I have always envied those who can answer this in a long-winded way to include every continent on earth and throw in various mix of spices in quarters or eighths, or even sixteenths. My friend, Ms Pants Advocate, can list over half of the UN Security Council in her blood stream.

Being just full-blooded anything seems so...dull.

On a recent trip to China with my parents, a revelation came one night out at dinner in Chengdu.

"Dad! Let's do the family tree when we get home!" I excitedly said. Earlier, we had visited an elderly relative who revealed all the glory of the old family. Oxford scholars, renowned surgeons and crazed artists abound in the thick volume of my paternal grandmother's family tree.

"Pfft!" My fat cousin scoffed at the idea.

"We're not doing YOUR family tree. We're doing OURS!" I scoffed back. He's on my mother's side of the family and thus we don't share the same surname.
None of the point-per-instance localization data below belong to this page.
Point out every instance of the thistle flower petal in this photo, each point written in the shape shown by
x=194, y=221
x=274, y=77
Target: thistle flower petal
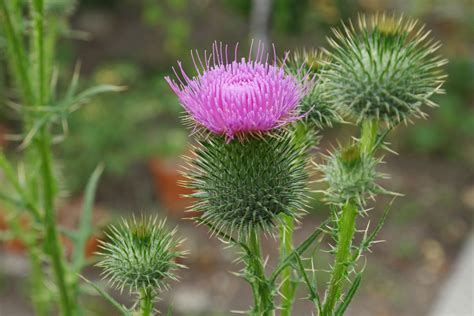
x=231, y=97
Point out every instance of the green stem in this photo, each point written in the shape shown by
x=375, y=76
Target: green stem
x=54, y=248
x=260, y=286
x=38, y=294
x=346, y=225
x=146, y=303
x=368, y=136
x=53, y=245
x=346, y=231
x=288, y=287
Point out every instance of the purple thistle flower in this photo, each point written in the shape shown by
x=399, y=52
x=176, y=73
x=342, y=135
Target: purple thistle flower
x=238, y=97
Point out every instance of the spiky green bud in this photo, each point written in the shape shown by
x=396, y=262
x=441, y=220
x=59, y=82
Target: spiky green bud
x=386, y=69
x=140, y=255
x=320, y=111
x=243, y=185
x=350, y=176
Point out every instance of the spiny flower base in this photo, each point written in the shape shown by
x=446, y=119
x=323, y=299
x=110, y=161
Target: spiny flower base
x=243, y=186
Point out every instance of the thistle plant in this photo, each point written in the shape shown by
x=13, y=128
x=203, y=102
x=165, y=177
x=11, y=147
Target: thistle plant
x=320, y=112
x=380, y=74
x=141, y=255
x=386, y=69
x=248, y=170
x=31, y=188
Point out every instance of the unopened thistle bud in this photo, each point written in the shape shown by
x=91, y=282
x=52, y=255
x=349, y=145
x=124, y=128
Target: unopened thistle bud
x=350, y=176
x=386, y=69
x=141, y=255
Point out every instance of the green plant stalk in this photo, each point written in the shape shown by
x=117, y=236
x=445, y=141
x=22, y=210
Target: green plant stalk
x=368, y=136
x=54, y=248
x=146, y=302
x=288, y=287
x=346, y=225
x=38, y=293
x=53, y=245
x=261, y=289
x=346, y=233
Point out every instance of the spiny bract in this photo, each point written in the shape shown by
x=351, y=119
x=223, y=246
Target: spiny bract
x=320, y=111
x=140, y=254
x=387, y=69
x=242, y=186
x=350, y=176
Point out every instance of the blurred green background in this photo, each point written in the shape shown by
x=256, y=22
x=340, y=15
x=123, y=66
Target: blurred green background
x=139, y=137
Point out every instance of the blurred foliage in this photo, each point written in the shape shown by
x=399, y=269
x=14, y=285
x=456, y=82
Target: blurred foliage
x=124, y=128
x=451, y=126
x=171, y=18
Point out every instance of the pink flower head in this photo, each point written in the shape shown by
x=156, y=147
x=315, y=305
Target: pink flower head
x=237, y=97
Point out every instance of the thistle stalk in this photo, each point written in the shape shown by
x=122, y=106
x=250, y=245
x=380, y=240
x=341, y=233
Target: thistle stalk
x=54, y=248
x=261, y=290
x=146, y=302
x=286, y=246
x=347, y=225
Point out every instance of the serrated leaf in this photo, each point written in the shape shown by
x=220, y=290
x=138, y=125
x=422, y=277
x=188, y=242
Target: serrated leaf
x=298, y=251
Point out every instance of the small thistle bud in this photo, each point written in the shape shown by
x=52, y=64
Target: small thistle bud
x=350, y=175
x=320, y=111
x=140, y=255
x=243, y=186
x=387, y=69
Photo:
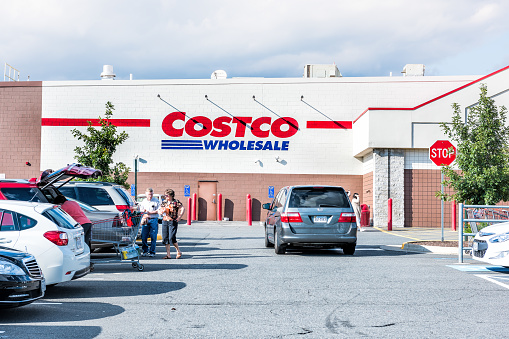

"Sometimes, you find things things you don't want to know, " he retorted quietly.

Given my limited mastery of the Chinese language, all I could come up with was very loudly, "I DON'T CARE!" and a pout.

My outburst was met by silence around the dinner table. Momma and Pappa looked embarrassed. We don't know what drugs she's been taking while on her own in Melbourne, we might need to have a quiet chat with her later, the look on their faces revealed.

And then the silence was broken by my cousin.

"You want to find out about how your grandfather's mother was not even his mother? The old man was illegitimate! The woman was a sing-song girl who became a concubine!"

"What?!" This was obviously news to my mother as well. At that point I couldn't tell if she was upset or confused.

"See, you don't want to play with history," fat cousin emphasised again.

Silence ensued while plates of Szechuan delicacies were brought to our table. I picked at the green peppercorns and stole looks at my mother in between. I wondered, what was the psyche of a woman who just found out her much admired father was a bastard?

"Well. That could explain why he was an outrageously good-looking man." She finally said, with a hint of smugness.

"The old man was still a bastard." Fat cousin insisted.

"Shut it!" I said defensively of the man who caught a tortoise for me the first time we met. "He was still your grandfather."

The uncomfortable silence continued.

* * *

"How was your day today?" The Boy asked over the phone that night.

"I found out that I'm one-eighth prostitute from mama's side."